Meaning of Superstition
There are many things in Nature which are beyond human knowledge. We try to understand the mystery of Nature. But there are still many things in the world of Nature which cannot be explained through reasoning. We consider them the wishes of unseen power. We give fanciful causes for happenings which we cannot explain.
There are many natural events which are said to be due to supernatural forces. These beliefs in supernatural forces is known as Superstition. Our logic fails and reasoning does not satisfy us.
Superstition in India
In India, the pundits and Sanskritic scholars set some taboos or inhibitions of human behaviour, such as:
Carrying eggs, oil and many such articles during journey was regarded as inauspicious.
Journeys away from home were strictly codified for the seven days of the week.
The newly initiated ‘brahmcharis’ were strictly forbidden to see the face of the lower caste men like the scavengers.
These strict rules struck root in the households and were especially so because people were illiterate, unenlightened, orthodox and sometimes dominating.
Causes of Superstition
Superstition arises from ignorance. It is a child of fear as well. Superstition is generally a legacy of our ancient civilization. But it is strange that the advancement of science and modern education can not eradicate superstition.

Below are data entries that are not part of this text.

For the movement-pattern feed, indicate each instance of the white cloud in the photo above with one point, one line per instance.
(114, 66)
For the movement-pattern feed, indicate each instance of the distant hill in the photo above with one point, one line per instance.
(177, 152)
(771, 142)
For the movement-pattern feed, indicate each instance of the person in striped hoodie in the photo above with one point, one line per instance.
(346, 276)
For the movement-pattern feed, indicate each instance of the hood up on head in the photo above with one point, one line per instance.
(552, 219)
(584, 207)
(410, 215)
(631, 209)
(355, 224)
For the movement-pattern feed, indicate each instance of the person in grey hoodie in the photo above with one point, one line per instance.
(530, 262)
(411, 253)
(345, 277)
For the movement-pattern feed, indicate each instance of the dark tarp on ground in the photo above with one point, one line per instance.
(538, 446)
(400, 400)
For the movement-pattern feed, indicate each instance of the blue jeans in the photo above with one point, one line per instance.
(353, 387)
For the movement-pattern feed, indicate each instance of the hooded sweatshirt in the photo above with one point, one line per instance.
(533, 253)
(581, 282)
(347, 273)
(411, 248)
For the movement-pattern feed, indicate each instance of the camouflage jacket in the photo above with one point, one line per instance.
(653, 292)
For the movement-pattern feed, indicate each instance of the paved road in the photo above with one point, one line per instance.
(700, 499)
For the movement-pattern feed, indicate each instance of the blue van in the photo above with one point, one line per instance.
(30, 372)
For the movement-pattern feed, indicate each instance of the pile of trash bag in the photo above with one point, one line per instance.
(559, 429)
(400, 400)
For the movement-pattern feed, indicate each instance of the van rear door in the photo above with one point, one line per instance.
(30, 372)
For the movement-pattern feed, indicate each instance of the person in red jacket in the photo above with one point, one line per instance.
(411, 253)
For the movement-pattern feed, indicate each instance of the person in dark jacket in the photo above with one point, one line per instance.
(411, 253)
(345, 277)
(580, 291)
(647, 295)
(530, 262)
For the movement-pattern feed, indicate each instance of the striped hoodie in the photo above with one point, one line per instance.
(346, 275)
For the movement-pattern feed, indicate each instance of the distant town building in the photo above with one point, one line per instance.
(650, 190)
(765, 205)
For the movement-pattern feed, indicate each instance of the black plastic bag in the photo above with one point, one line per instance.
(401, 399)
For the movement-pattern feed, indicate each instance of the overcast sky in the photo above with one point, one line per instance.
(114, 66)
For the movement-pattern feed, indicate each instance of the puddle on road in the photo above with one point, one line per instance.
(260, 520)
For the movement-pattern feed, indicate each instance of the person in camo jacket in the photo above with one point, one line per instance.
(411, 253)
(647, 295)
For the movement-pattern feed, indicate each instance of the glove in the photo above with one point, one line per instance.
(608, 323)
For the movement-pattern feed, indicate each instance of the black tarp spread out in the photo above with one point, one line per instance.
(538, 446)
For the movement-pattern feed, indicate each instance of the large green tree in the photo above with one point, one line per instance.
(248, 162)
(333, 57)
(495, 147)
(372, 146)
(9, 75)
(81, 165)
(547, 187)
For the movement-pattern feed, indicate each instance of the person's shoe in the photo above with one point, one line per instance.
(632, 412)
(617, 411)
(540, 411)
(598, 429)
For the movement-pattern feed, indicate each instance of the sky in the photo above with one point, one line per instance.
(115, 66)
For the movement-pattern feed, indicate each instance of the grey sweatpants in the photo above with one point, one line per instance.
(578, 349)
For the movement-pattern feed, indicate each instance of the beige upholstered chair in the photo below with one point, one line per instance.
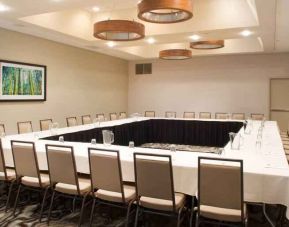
(45, 124)
(100, 117)
(2, 130)
(63, 176)
(170, 114)
(150, 113)
(221, 115)
(155, 186)
(113, 116)
(220, 191)
(238, 116)
(86, 119)
(106, 181)
(24, 127)
(7, 176)
(205, 115)
(122, 115)
(71, 121)
(189, 114)
(27, 170)
(257, 116)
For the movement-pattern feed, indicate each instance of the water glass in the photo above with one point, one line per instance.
(131, 144)
(61, 139)
(2, 135)
(93, 141)
(173, 148)
(258, 143)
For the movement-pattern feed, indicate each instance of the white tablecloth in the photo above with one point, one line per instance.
(266, 171)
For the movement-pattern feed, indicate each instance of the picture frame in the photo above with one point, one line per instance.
(21, 81)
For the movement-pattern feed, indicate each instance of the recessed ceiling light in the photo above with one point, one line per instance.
(4, 8)
(246, 33)
(151, 40)
(195, 37)
(110, 44)
(95, 9)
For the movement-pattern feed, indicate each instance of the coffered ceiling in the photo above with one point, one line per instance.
(71, 22)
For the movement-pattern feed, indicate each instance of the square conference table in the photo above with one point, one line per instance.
(266, 171)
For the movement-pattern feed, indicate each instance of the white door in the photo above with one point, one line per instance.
(279, 102)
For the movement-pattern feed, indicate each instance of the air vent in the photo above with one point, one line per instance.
(141, 69)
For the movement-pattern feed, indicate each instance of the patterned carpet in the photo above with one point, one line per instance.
(28, 213)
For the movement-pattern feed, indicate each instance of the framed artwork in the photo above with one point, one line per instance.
(22, 81)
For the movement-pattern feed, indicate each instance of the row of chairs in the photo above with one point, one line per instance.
(26, 126)
(208, 115)
(218, 201)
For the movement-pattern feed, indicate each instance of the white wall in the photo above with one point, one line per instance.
(237, 83)
(79, 82)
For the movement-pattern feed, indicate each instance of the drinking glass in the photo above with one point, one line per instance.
(93, 141)
(131, 144)
(61, 139)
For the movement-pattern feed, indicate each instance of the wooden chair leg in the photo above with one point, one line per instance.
(82, 209)
(136, 216)
(92, 211)
(9, 195)
(43, 202)
(16, 200)
(50, 207)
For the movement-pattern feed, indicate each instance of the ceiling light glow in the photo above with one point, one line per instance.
(95, 9)
(246, 33)
(111, 44)
(4, 8)
(151, 40)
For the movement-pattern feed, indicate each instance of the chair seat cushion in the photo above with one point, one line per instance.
(129, 194)
(221, 214)
(11, 175)
(34, 182)
(162, 204)
(84, 187)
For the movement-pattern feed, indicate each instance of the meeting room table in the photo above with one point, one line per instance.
(266, 171)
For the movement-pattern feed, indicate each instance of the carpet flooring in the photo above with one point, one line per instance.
(27, 215)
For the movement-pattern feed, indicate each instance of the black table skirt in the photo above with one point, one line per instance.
(199, 133)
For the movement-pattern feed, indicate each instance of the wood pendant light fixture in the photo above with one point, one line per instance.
(175, 54)
(207, 45)
(165, 11)
(119, 30)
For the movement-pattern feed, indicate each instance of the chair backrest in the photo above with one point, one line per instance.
(71, 121)
(86, 119)
(113, 116)
(170, 114)
(205, 115)
(105, 170)
(257, 116)
(189, 114)
(220, 183)
(25, 159)
(122, 115)
(45, 124)
(2, 161)
(2, 129)
(221, 115)
(24, 127)
(61, 165)
(150, 113)
(100, 117)
(238, 116)
(154, 176)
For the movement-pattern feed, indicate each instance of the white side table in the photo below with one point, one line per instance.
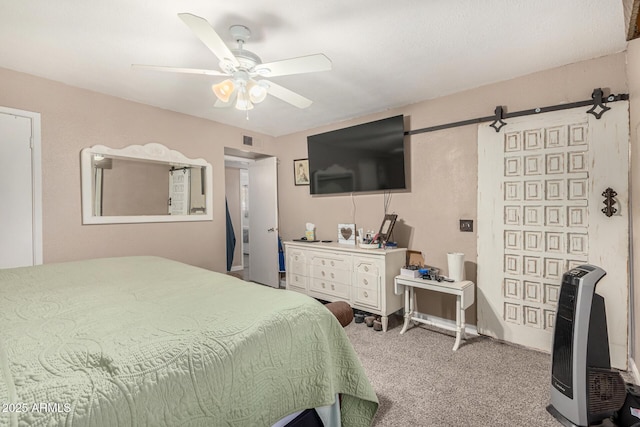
(464, 292)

An ignorant man cannot understand the cause of lighting and thunder. He invents an imaginary explanation for the happening. He thinks that some unseen power is behind these natural events. There are people who believe in ghosts and spirits. They also believe in witch-craft. They think that the power of mantras controls everything. So ignorance is the cause of superstition. Most of us are superstitious in some way or the other.
It, sometimes, survives even in scholars and learned persons. An internationally reputed Hindu philosopher may staunchly object to his daughter’s marriage with fine specimen of a boy who belongs to the opposite community. People are not able to overcome the traditional snag of the past.
Today we have learnt the scientific explanations for many natural events. But we are yet not free from the chains of superstitions.
If somebody sneezes, we take it as a sign of something unfavorable.
If we are going somewhere and a cat moves across the road, we become upset. We lose our confidence. We begin to pray to God for a safe journey. Thus we are always afraid of unseen forces.
Superstition in India is not based on common sense.
There is a basic difference between ‘common sense’ and ‘common belief’. The latter may harbor superstition or may not; it depends upon the degree of enlightenment within the society. But common sense has something to do with reason, logic and argument. It is a healthier tradition. Primitive society and culture followed customs, ritual and traditional practices. But today even rustic or illiterate persons are amenable to reason. They are often prepared to give up their blind and obsolete ideas if they are made to see reason in the changed outlook.
Many superstitions still rule the lives of the backward classes and tribal people. They are ignorant people. But when the educated people fill his life with superstitions, we hardly find any explanation.
To conclude, superstition in India is a sequel to fear for the unseen. It seems extremely difficult to erase out from the mind all considerations of a nameless fear, although it is not an unattainable ideal.